Für uns geht es von Invercargil dann an der Ostküste wieder in Richtung Norden. Unsere Mittagspause machen wir in einem kleinen Cafe in Orepuki. Das Gebäude ist innen zwar sehr gemütlich, aber äußerlich kaum als Cafe zu erkennen. Trotzdem ist es gut besucht, offensichtlich gehört es zu den „bekannten“ Geheimtipps, und das nicht zu Unrecht. Von hier ist es nur noch ein kleiner Sprung zum Gemstone Beach, an dem sich allerlei kleine und größere bunte Steine finden lassen. Das ginge sicherlich bei Ebbe auch noch etwas besser, als heute zur Mittagszeit, als starker Wind das Meer auf den Strand treibt und zu allem Überfluss auch ein Regenschauer niedergeht. Aber wir sind schließlich in Neuseeland, wo das nicht ungewöhnlich ist, auch wenn wir in den letzten Tagen, von einzelnen nächtlichen Güssen abgesehen, davon verschont geblieben sind.
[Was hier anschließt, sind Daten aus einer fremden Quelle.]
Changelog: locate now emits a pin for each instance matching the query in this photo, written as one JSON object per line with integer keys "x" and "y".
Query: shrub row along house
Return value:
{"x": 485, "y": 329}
Weiter geht es zur alten Clifden Suspension Bridge, eine 1899 errichteten 111,5 m langen Holzbrücke, die heute allerdings nur noch für den Fußgängerverkehr genutzt wird. Sie überspannt den Waiau River. Heute nutzt man für den Straßenverkehr eine etwa 100 m parallel verlaufende moderne Betonbrücke. Aber optisch und obwohl schon über 100 Jahre alt, macht auch diese Brücke einen vertrauenserweckenden Eindruck, auch wenn sie den heutigen Anforderungen für den Verkehr nicht mehr gerecht wird.
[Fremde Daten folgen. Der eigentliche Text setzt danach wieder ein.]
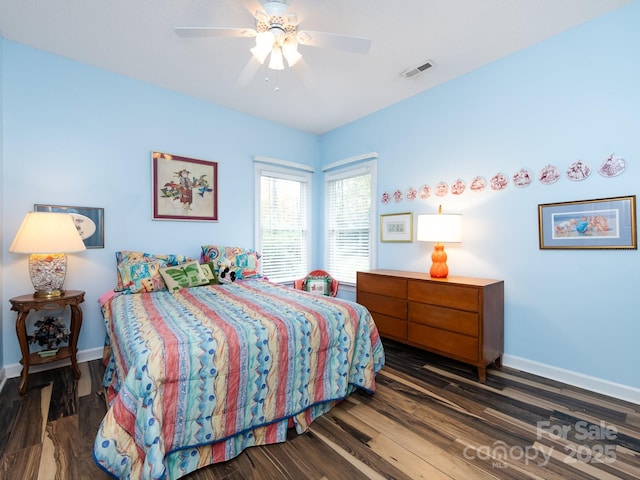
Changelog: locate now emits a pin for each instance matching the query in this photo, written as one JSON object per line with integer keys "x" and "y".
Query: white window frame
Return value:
{"x": 345, "y": 169}
{"x": 289, "y": 171}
Von ihr geht es dann weiter in die Nähe von Te Anau, wo wir einen kurzen knapp 10 km langen Abschnitt des Kepler Trails gehen wollen. Der volle Trail ist etwa 60 km lang mit einigen Höhenmeter, und wird oftmals in vier Tagen gegangen. Unser kurzer Abschnitt führt direkt am Waiau Fluss entlang durch einen Buchenwald. Wobei es hier die „falschen“ neuseeländischen Buchen sind. Genetisch sind sie mit den Buchen auf der Nordhalbkugel nicht verwandt. Genau genommen sind sie lebende Fossilien, die es in ähnlicher Form bereits auf dem Urkontinent Gondwana gab. Nachdem sie noch in der zweiten Hälfte des letzten Jahrhunderts in den alten Naturwäldern im Kahlschlag abgeholzt wurden, stehen sie heute unter Naturschutz und sind unter anderem Teil des Te Wāhipounamu-Weltnaturerbes. Aus den Buchenwäldern erntet man den sehr teuren Honigtau-Honig. Dabei saugen Schildläuse einen zunächst relativ nährstoffarmen Baumsaft aus den Rot- und Schwarzbuchen, und scheiden dann später einen sehr süßen Saft als Tropfen wieder aus. Diese Tropfen werden dann von Bienen wieder aufgenommen, und die produzieren daraus einen sehr dunklen bis fast schwarzen Honig. Er ist besonders reich an Mineralstoffen und auch Antioxidantien, die den Zellschutz und die Stärkung des Immunsystem unterstützen, aber auch chronischen Erkrankungen am Herz- Kreislaufsystem vorbeugen sollen. Als Besonderheit unterstützt nach jüngeren Studien der Honigtau-Honig besonders auch das Wachstum nützlicher Darmbakterien und gilt damit inhaltlich als mindestens so wertvoll wie der sehr viel bekanntere Manuka-Honig. Unser fast märchenhafter Abschnitt des Weges, zumal bei dem immer noch trüben leicht feuchten Wetter, führt relativ eben am Fluss entlang, und ist entspannt ohne größere Steigungen zu gehen. Er endet dann an einem Stautor, wo der Fluss aus dem Lake Anau austritt. Von dort ist es dann nur noch eine kurze Fahrt zu unserer nahegelegenen Unterkunft im Zentrum von Te Anau.